Il ne faut pas opposer le message de Rousseau et le message de Darwin
C’est dire que toute organisation solitaire, la société ou la famille au premier chef, s’oppose en quelque sorte au monde extérieur : ce n’est pas seulement la chaleur affective qui commande leur cohésion, c’est aussi le froid extérieur. L’existence de communautés développe l’égoïsme du groupe à l’égard des autres groupes ou êtres. Il y a dans l’association un phénomène de fermeture qui est autant anti-organisationnel, du point de vue du tout, qu’il est organisationnel, du point de vue du groupe. Toute coalition renforce la potentialité compétitive et, dans ce sens, la solidarité contribue à l’hostilité, la complémentarité contribue à l’antagonisme. Ajoutons qu’à l’intérieur des sociétés, non seulement le désordre est loin d’être résorbé, mais souvent, et surtout chez les mammifères, les sociétés sont le théâtre de compétitions et conflits internes, notamment pour la répartition de la nourriture, pour la domination, pour la possession des femelles. Et là encore, non seulement les sociétés tolèrent désordres et antagonismes internes, mais elles se construisent et s’entretiennent à travers désordres et antagonismes internes (cf. pour les sociétés primatiques l’analyse in Morin 1973*, p. 39-51). D’où cette « loi » que je pourrais formuler ainsi : les sociétés ont toutes et toujours une composante éco-organisationnelle, c’est-à-dire une participation du désordre et, éventuellement, de la compétition et de l’antagonisme actif dans leur socio-organisation.
Il est donc nécessaire de comprendre le caractère interdépendant et intercombinatoire des phénomènes de complémentarité /concurrence/antagonisme, c’est-à-dire la présence de l’antagonisme et de la concurrence dans la complémentarité, ce qui, à nouveau, nous appelle à penser selon une logique de la complexité.

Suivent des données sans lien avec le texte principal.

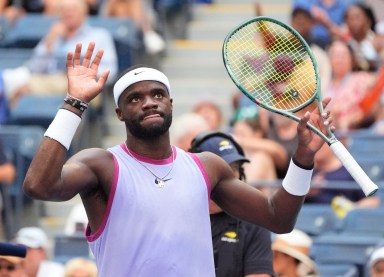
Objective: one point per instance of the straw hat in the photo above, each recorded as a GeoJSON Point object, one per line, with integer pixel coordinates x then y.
{"type": "Point", "coordinates": [296, 244]}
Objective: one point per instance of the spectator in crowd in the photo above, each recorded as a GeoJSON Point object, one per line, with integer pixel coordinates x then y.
{"type": "Point", "coordinates": [77, 220]}
{"type": "Point", "coordinates": [142, 15]}
{"type": "Point", "coordinates": [347, 88]}
{"type": "Point", "coordinates": [37, 262]}
{"type": "Point", "coordinates": [47, 63]}
{"type": "Point", "coordinates": [80, 267]}
{"type": "Point", "coordinates": [291, 255]}
{"type": "Point", "coordinates": [240, 248]}
{"type": "Point", "coordinates": [328, 14]}
{"type": "Point", "coordinates": [266, 155]}
{"type": "Point", "coordinates": [211, 113]}
{"type": "Point", "coordinates": [11, 266]}
{"type": "Point", "coordinates": [303, 22]}
{"type": "Point", "coordinates": [375, 264]}
{"type": "Point", "coordinates": [281, 129]}
{"type": "Point", "coordinates": [4, 104]}
{"type": "Point", "coordinates": [360, 22]}
{"type": "Point", "coordinates": [52, 7]}
{"type": "Point", "coordinates": [185, 127]}
{"type": "Point", "coordinates": [7, 176]}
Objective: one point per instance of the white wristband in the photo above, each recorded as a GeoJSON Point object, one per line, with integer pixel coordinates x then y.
{"type": "Point", "coordinates": [63, 127]}
{"type": "Point", "coordinates": [297, 180]}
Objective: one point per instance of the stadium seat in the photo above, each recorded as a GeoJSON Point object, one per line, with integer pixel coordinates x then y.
{"type": "Point", "coordinates": [14, 57]}
{"type": "Point", "coordinates": [28, 30]}
{"type": "Point", "coordinates": [23, 142]}
{"type": "Point", "coordinates": [316, 219]}
{"type": "Point", "coordinates": [344, 248]}
{"type": "Point", "coordinates": [67, 247]}
{"type": "Point", "coordinates": [341, 270]}
{"type": "Point", "coordinates": [127, 38]}
{"type": "Point", "coordinates": [35, 110]}
{"type": "Point", "coordinates": [365, 221]}
{"type": "Point", "coordinates": [365, 143]}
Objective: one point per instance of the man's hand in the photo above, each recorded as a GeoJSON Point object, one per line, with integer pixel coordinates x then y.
{"type": "Point", "coordinates": [82, 76]}
{"type": "Point", "coordinates": [310, 142]}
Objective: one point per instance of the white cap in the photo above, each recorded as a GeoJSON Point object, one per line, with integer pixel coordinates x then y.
{"type": "Point", "coordinates": [137, 75]}
{"type": "Point", "coordinates": [377, 255]}
{"type": "Point", "coordinates": [296, 244]}
{"type": "Point", "coordinates": [32, 237]}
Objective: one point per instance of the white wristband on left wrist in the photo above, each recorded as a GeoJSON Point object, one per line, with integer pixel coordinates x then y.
{"type": "Point", "coordinates": [297, 180]}
{"type": "Point", "coordinates": [63, 127]}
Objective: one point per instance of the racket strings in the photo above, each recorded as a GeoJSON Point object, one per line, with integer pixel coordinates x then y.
{"type": "Point", "coordinates": [272, 65]}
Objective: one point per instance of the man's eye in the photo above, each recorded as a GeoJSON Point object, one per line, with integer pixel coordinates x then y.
{"type": "Point", "coordinates": [159, 95]}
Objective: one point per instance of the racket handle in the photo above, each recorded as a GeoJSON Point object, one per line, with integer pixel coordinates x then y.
{"type": "Point", "coordinates": [366, 184]}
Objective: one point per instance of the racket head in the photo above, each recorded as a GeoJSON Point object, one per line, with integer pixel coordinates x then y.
{"type": "Point", "coordinates": [272, 65]}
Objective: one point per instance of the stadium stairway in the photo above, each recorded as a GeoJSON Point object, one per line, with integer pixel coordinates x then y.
{"type": "Point", "coordinates": [195, 65]}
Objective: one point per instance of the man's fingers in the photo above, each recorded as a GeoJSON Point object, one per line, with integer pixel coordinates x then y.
{"type": "Point", "coordinates": [97, 59]}
{"type": "Point", "coordinates": [77, 55]}
{"type": "Point", "coordinates": [88, 54]}
{"type": "Point", "coordinates": [69, 60]}
{"type": "Point", "coordinates": [103, 78]}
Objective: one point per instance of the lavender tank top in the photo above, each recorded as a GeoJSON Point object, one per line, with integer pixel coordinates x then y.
{"type": "Point", "coordinates": [152, 231]}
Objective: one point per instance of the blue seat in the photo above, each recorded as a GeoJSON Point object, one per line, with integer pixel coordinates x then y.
{"type": "Point", "coordinates": [316, 219]}
{"type": "Point", "coordinates": [22, 142]}
{"type": "Point", "coordinates": [364, 221]}
{"type": "Point", "coordinates": [35, 110]}
{"type": "Point", "coordinates": [372, 164]}
{"type": "Point", "coordinates": [14, 57]}
{"type": "Point", "coordinates": [28, 30]}
{"type": "Point", "coordinates": [340, 270]}
{"type": "Point", "coordinates": [344, 248]}
{"type": "Point", "coordinates": [365, 143]}
{"type": "Point", "coordinates": [127, 37]}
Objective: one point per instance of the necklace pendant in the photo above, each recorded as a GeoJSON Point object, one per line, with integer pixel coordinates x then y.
{"type": "Point", "coordinates": [160, 183]}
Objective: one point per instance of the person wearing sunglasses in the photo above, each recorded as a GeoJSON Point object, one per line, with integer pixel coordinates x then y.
{"type": "Point", "coordinates": [11, 267]}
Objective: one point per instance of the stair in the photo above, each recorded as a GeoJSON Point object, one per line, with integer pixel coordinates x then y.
{"type": "Point", "coordinates": [195, 66]}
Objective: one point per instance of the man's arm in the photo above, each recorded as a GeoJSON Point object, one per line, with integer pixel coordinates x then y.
{"type": "Point", "coordinates": [47, 177]}
{"type": "Point", "coordinates": [277, 213]}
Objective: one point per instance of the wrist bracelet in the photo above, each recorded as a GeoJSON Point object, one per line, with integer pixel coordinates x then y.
{"type": "Point", "coordinates": [76, 103]}
{"type": "Point", "coordinates": [63, 127]}
{"type": "Point", "coordinates": [297, 180]}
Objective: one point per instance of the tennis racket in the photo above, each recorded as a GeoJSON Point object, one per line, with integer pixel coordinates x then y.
{"type": "Point", "coordinates": [274, 67]}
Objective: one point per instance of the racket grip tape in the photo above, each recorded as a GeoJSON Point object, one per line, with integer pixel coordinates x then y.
{"type": "Point", "coordinates": [366, 184]}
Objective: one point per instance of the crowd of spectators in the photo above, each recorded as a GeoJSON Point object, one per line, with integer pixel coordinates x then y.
{"type": "Point", "coordinates": [347, 38]}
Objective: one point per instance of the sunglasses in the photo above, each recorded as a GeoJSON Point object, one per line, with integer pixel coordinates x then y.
{"type": "Point", "coordinates": [10, 267]}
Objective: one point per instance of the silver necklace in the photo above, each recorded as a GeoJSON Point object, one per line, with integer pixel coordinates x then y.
{"type": "Point", "coordinates": [159, 181]}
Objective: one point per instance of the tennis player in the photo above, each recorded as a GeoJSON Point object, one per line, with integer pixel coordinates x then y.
{"type": "Point", "coordinates": [146, 200]}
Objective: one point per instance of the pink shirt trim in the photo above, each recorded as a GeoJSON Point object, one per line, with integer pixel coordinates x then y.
{"type": "Point", "coordinates": [203, 171]}
{"type": "Point", "coordinates": [93, 236]}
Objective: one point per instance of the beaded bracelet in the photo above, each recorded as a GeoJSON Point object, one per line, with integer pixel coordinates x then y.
{"type": "Point", "coordinates": [76, 103]}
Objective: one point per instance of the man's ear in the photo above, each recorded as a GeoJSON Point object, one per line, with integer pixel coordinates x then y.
{"type": "Point", "coordinates": [119, 114]}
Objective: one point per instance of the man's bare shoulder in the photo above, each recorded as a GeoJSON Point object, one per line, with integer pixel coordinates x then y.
{"type": "Point", "coordinates": [212, 162]}
{"type": "Point", "coordinates": [92, 155]}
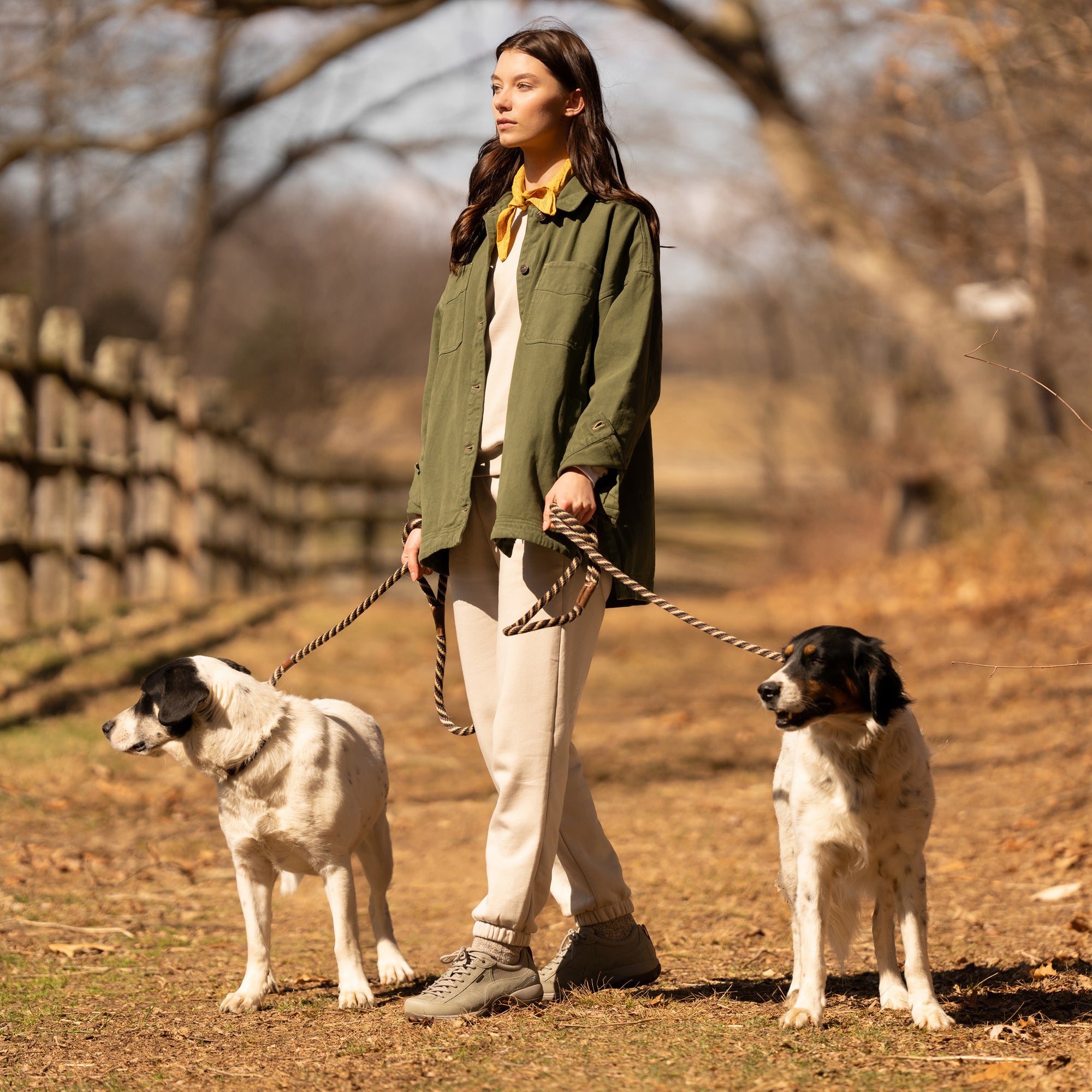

Ainsi donc, alors que dans le cadre de la pensée simplifiante, complémentarité et antagonisme, coopération et conflit sont des notions qui s’opposent absolument, nous sommes contraints de les poser et penser ensemble, c’est-à-dire d’appréhender la complexité phénoménale et principielle de l’éco-organisation. Nous voyons que les associations les plus solidaires renforcent les antagonismes avec l’extérieur et comportent des antagonismes internes ; nous voyons que les antagonismes les plus mortels comportent non seulement complémentarité, mais une source organisationnelle de vie. Antagonismes et complémentarités, tout en demeurant des notions antagonistes, deviennent non seulement complémentaires, mais parfois même les deux faces du même phénomène.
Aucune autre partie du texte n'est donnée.